What is the role of forensic accountants in divorce?

If you are preparing for a divorce and you share high value assets with your spouse, you may have concerns that your spouse may attempt to hide assets from you. Even if you expect your divorce to proceed amicably, you may worry that you or your spouse will still overlook a few assets by accident. This is why some couples hire forensic accountants to investigate their finances.

Forensic accountants, according to FindLaw, are usually Certified Public Accountants, some of which specialize in investigating the assets of couples in divorce cases. If you are considering hiring one, you may wonder how effective a forensic accountant can be in tracking down all of your assets or looking for assets your spouse may attempt to hide.

Searching financial statements

You can typically expect a forensic accountant to conduct an investigation of your financial records and those of your spouse to make sure you and your spouse have disclosed all of your assets. Your forensic accountant will also look for red flags that someone has tried to transfer or hide money.

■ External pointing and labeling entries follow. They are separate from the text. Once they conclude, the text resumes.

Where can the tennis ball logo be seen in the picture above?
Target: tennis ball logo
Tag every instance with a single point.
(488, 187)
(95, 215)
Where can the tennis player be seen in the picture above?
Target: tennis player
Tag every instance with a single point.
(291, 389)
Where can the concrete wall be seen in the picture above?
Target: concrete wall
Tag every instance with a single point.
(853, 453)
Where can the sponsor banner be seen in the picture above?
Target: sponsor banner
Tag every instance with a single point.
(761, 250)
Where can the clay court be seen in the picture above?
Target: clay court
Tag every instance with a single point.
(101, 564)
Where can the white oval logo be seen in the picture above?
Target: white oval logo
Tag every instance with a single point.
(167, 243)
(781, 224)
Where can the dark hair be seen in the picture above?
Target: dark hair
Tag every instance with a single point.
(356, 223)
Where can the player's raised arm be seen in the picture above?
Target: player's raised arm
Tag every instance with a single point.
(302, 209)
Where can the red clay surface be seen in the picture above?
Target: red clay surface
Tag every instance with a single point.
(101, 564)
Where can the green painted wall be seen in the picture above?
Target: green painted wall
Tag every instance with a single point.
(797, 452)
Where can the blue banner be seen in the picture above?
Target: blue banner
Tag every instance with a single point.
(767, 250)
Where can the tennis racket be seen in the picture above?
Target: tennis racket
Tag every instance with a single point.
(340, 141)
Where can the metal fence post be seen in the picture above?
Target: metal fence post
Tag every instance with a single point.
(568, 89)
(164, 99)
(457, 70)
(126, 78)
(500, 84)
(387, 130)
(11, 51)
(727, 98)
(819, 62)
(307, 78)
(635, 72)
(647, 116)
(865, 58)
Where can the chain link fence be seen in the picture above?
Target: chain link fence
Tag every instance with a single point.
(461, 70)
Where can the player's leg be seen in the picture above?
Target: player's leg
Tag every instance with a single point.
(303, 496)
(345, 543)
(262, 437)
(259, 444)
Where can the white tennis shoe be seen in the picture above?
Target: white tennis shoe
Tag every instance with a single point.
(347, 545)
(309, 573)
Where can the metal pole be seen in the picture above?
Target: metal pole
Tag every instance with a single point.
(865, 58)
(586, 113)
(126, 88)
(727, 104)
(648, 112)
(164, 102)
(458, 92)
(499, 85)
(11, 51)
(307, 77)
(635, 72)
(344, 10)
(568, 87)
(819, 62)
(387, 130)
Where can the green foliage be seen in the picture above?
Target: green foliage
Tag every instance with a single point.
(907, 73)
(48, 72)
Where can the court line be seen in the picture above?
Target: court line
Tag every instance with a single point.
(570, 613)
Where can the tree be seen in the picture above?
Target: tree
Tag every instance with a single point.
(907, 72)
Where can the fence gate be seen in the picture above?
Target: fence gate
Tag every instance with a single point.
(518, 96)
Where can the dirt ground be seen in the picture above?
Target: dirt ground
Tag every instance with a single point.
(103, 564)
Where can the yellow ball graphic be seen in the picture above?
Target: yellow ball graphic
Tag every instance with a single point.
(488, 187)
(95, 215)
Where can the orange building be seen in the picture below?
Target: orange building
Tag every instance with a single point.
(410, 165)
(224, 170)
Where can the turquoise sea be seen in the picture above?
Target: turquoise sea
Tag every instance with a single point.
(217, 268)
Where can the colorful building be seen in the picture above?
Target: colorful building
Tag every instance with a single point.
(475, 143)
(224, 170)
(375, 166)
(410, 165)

Signs of assets suddenly disappearing may show up in a number of ways. Financial records might show a sudden transfer of money that your spouse did not account for. Your forensic accountant will likely look through credit card statements and bank statements for evidence of such activity.

Searching public records

In a divorce, a spouse that tries to hide property may dispose of it in some fashion. Your spouse might transfer an asset to someone that they trust, like a family member, who will hold the property until after the divorce, at which time the spouse may try to get it back. If you suspect your spouse may attempt this move, a forensic accountant can investigate public records to confirm that your spouse does own a certain property he or she is trying to get rid of.

Forensic accountants will look for income that may originate from sources you are not aware of or have forgotten about. Your spouse may have been a party to a financial settlement from a court case, perhaps a personal injury suit. Your spouse may also own a business which provides another source of income. A forensic accountant may check the state Secretary of State office to find financial statements for the business.